Марксизм – это хорошо, если это нужно. Если это изменяет задание и поворачивает факты. Пересмотрим факты. Если они нам прикажут, то станем кем угодно. Но лучше не знать, чем станем. «Шедши к пупу земли», писал один паломник, «и видаша пуп земли». Я не хочу знать, что я увижу, чтобы не ошибиться.
Целую тебя крепко, товарищ.
Виктор
Второе письмо Льву Якубинскому
Друг, но последовательным марксистом я не сделаюсь и тебе не советую. В нашем деле лучше не следовать, а исследовать. Каламбур, конечно. Но что такое каламбур? Это пересечение двух семантических плоскостей на одном словесном знаке. Игра состоит в ощущении смыслового неравенства. Есть и другое мышление.

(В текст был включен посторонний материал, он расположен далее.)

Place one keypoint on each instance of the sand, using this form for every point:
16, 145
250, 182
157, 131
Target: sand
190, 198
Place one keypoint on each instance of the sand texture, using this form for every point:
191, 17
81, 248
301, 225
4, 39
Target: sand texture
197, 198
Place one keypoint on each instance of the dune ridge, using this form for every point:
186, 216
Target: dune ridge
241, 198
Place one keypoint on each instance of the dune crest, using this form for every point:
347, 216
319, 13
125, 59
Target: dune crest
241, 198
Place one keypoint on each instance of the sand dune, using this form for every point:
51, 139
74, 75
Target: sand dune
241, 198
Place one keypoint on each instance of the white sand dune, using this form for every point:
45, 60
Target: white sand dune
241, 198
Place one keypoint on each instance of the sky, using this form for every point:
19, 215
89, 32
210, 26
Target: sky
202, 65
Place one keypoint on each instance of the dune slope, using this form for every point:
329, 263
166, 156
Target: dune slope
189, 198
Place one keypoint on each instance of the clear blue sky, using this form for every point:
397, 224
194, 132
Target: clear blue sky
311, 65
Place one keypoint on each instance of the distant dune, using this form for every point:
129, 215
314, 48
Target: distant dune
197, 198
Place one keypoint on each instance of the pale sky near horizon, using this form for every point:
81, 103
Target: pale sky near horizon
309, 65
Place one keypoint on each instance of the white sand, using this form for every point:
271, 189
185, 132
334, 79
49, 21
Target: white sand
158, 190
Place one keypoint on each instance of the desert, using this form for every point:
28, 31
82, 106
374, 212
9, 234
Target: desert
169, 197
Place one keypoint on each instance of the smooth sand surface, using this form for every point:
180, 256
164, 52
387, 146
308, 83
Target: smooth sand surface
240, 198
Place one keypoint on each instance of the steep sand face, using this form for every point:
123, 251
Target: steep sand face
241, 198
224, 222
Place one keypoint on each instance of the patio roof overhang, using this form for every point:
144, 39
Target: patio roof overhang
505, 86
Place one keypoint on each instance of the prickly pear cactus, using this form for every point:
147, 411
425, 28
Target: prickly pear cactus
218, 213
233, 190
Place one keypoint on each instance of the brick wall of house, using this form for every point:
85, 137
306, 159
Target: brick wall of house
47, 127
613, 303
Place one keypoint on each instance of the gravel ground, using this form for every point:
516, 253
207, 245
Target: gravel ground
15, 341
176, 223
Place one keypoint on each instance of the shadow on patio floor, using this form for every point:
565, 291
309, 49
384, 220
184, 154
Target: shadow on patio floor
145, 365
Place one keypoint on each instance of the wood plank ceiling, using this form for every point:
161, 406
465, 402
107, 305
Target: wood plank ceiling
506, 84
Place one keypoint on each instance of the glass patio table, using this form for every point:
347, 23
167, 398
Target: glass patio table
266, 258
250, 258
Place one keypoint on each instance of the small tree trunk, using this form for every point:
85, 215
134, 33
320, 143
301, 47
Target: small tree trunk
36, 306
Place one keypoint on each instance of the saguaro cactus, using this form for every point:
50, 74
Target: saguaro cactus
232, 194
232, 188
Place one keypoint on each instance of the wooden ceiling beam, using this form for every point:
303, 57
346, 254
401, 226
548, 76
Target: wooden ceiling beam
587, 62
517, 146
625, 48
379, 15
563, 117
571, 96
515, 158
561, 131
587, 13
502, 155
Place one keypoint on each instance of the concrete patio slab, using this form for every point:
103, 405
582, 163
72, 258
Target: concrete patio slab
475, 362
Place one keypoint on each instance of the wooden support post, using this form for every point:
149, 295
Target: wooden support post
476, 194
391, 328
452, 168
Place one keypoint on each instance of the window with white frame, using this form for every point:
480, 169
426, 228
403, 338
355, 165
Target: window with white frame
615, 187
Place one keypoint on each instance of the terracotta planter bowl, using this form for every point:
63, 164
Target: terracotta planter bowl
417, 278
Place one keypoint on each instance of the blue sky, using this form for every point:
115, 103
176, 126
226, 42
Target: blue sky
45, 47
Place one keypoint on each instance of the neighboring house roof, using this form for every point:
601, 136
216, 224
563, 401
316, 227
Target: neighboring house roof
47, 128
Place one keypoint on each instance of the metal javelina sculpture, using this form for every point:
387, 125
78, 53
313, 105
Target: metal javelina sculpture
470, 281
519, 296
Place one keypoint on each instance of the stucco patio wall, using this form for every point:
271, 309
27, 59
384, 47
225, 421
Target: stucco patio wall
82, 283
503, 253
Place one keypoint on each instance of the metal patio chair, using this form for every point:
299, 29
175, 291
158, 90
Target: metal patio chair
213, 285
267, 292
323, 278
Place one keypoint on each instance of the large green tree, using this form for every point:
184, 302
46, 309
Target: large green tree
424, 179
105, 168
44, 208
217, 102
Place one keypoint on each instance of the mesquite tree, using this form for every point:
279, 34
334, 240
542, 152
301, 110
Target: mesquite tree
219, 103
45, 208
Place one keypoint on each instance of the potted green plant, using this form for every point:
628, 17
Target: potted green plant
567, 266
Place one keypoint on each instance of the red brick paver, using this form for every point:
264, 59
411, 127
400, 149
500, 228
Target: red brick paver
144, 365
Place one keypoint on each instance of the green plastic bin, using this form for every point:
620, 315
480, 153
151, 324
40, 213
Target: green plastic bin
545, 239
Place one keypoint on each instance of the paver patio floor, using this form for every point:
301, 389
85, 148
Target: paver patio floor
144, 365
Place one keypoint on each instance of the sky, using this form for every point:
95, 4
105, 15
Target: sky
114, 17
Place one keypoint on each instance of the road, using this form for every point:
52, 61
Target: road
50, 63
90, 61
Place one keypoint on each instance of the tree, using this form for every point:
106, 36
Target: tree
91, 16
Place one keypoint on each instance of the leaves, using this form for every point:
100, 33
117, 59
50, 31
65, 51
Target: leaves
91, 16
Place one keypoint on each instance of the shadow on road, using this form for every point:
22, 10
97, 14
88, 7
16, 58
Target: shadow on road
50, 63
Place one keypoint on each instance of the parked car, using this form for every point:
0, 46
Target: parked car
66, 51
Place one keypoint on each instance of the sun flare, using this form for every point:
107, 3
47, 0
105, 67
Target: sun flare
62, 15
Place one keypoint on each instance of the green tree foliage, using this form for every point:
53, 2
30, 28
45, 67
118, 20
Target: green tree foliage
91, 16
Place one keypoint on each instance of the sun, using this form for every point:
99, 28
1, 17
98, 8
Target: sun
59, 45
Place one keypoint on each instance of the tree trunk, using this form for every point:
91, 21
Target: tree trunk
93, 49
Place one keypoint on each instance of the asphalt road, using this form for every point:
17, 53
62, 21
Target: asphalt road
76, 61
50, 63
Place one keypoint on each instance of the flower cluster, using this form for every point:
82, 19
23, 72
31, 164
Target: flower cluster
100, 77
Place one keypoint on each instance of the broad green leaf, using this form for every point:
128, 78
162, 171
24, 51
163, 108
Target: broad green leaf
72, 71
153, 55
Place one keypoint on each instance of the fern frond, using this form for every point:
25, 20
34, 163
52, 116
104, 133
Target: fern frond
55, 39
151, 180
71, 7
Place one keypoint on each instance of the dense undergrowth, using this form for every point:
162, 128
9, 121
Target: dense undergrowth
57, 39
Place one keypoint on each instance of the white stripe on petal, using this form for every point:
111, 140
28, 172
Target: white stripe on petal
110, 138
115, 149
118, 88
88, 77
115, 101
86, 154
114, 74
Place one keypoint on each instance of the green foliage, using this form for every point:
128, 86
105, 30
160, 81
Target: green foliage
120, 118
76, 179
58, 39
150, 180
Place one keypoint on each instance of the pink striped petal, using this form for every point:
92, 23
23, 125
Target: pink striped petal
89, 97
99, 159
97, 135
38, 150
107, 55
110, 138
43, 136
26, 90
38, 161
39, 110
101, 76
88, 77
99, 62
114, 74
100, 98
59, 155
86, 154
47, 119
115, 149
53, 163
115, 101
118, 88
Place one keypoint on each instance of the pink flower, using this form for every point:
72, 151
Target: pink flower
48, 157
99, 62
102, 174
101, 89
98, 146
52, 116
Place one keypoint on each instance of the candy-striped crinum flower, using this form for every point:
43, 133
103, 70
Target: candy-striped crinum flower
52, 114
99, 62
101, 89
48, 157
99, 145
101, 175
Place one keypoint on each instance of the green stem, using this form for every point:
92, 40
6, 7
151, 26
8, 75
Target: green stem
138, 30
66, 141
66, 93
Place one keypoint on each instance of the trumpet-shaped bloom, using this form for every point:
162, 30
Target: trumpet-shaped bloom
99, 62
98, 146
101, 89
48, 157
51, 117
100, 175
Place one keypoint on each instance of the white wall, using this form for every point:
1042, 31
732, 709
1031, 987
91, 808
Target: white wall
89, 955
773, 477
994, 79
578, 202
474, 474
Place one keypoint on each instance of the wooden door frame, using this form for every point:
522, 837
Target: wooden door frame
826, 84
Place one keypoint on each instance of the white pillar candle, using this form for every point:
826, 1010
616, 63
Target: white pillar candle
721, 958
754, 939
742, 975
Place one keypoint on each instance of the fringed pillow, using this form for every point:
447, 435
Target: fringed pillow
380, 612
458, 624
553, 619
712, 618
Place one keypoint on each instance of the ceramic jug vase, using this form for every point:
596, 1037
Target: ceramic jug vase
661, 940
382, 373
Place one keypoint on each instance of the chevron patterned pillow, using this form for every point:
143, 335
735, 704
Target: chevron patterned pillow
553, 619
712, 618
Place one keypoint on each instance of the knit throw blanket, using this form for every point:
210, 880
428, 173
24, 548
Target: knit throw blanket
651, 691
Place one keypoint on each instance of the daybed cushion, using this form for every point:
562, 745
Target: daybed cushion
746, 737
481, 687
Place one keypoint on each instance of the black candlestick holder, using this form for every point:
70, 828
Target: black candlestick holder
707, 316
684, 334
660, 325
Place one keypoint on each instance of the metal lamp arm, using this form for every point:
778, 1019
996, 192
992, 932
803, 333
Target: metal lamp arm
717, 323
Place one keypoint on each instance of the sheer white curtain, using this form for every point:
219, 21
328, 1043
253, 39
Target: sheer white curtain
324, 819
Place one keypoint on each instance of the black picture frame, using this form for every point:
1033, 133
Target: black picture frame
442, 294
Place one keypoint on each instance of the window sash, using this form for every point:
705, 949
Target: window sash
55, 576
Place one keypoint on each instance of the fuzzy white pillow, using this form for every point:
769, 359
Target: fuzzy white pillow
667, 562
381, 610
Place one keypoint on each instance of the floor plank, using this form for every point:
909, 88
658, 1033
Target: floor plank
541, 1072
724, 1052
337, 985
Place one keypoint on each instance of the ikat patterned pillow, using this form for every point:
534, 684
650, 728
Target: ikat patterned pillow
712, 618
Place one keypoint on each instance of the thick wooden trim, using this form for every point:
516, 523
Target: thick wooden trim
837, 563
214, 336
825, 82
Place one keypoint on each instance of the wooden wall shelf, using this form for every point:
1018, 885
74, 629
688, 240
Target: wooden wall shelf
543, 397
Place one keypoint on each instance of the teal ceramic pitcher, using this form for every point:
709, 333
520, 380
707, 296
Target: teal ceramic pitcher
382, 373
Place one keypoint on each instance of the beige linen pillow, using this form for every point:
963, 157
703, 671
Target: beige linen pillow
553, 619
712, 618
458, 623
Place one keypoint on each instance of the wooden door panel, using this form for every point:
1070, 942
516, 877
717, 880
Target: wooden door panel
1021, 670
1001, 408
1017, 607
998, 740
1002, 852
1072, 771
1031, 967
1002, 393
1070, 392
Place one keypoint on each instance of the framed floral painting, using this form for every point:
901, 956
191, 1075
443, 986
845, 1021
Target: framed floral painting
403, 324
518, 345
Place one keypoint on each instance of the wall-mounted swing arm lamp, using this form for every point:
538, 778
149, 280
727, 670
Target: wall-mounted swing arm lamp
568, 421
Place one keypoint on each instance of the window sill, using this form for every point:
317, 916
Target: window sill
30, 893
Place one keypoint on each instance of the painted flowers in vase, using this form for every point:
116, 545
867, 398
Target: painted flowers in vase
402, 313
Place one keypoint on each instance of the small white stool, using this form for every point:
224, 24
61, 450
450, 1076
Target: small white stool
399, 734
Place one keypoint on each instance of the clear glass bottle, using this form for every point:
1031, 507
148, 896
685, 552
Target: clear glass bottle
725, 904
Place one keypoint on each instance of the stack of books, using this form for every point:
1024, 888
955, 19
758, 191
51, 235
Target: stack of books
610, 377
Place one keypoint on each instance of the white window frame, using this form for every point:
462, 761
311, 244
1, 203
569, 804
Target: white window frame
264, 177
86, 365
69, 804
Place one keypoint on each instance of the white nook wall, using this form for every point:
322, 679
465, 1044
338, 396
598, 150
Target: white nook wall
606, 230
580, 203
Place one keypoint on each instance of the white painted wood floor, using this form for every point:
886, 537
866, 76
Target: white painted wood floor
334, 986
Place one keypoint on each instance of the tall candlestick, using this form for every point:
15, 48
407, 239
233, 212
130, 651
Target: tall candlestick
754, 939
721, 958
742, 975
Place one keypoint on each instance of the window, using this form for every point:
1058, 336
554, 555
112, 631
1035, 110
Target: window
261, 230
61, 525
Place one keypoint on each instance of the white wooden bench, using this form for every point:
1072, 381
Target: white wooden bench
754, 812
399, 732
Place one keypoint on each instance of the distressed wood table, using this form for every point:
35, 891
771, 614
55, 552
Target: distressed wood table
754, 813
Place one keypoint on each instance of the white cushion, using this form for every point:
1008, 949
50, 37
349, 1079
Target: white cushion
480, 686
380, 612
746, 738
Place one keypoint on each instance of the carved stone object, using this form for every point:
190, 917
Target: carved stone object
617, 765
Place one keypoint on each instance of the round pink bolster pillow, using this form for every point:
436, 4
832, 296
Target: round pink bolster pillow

«Хорошие у вас волосы», – сказал я одному журналисту. «У меня не волосы, а волоса», – ответил он. «Волоса» – это неприлично, это не на голове. Этот неумный человек придавал другое значение дублету. Синоним ищет свою службу, ищет значение. Сравни разговор о синонимах в «Недоросле» Фонвизина. Сюда же относятся фразы типа – «душевное – не понимать духовное» – и рассуждение Андрея Белого о том, что «мятель» и «метель» разного значения слова{185}. У вас (у Марра), кажется, об этом говорят, кажется, вашу мысль можно формулировать так, – дублет способствует созданию нового понятия (в истории языка как общее правило). Ответь на это. Но правильно ли, что вы занялись числительными? Ведь счет «один», «два», «три», вероятно, появился позднее понятия: «одно», «пара», «тройка». Потом «пять» ли в основе счета или «три»? Вспомни счет на алтыны – дюжины. В яичном деле двенадцать дюжин зовется большая сотня, у бурсаков (Помяловский) великая куча (пуговиц) тоже двенадцать, умноженные на двенадцать. Сравни счет гроссами и сороками в кожевенном деле. Большая сотня – это двенадцатеричный счет на фоне десятичного. Чего я хочу? Вот чего. Нужно исследовать не праязык и даже не язык вообще, а язык в связи с производством, по преимуществу там, где явления еще живы. Довольно дерзкое замечание не лингвиста. Ты занимаешься праязыком, но уверен ли ты, что отношение к слову, условия слушания, качественность законов слова не изменяются сами, то есть изменяются не только слова, но и отношения к ним. Я уверен, например, что слово в процессе своей жизни проходит через стадию установки на форму и падежи, а также и утрата падежей была в свое время игровым явлением, вроде шутливого шаржа. Дорогой, вы так нескоро отвечаете. Лев, дорогой. Я тоже живу на восьмом этаже, и комсомольцы приходят ко мне задыхаясь, а кошка, посмотрев с моего окна вниз, упала на мостовую от головокружения. Кривая усталости вещь хорошая, она понижает сперва, но за усталостью перед истощением идет вдохновение. Я верю в твое вдохновение. Жду писем.
Виктор
Борису Эйхенбауму еще письмо
Борис. Первоначально наши работы были просты. Мы разбирали произведение как таковое, считая, что оно начинается заглавием и кончается подписью автора, или же мы разбирали прием, считая, что он один и тот же, где бы он ни встретился. Я умышленно набирал примеры из произведений самых разнообразных народов и времен, умышленно брал примеры, чтобы они не были связаны генетически. Важно было установить единство приемов. Мы доказывали эстетическую замкнутость и эстетическую повторяемость произведений. Но теории существуют для того, чтобы систематизировать факты, чтобы находить способы предвидеть ряды этих фактов. Материал заставил нас усложнить работу. Оказалось, что литературное произведение воспринимается не как изолированное, форма его ощущается на фоне других произведений; мы ввели у себя понятие литературной эволюции; потом ты уточнил мою мысль, начав работу о жанрах, и Юрий поднял вопрос о «пародиях». А в работах Томашевского одновременно появились анализы художественных осуществлений обновления формы через оформление его материалом другого жанра. Факты начали укладываться лучше. Но у нас оказалась двойственная точка зрения, <…>{186} как таковое, с другой, оно существует в своем противоположении.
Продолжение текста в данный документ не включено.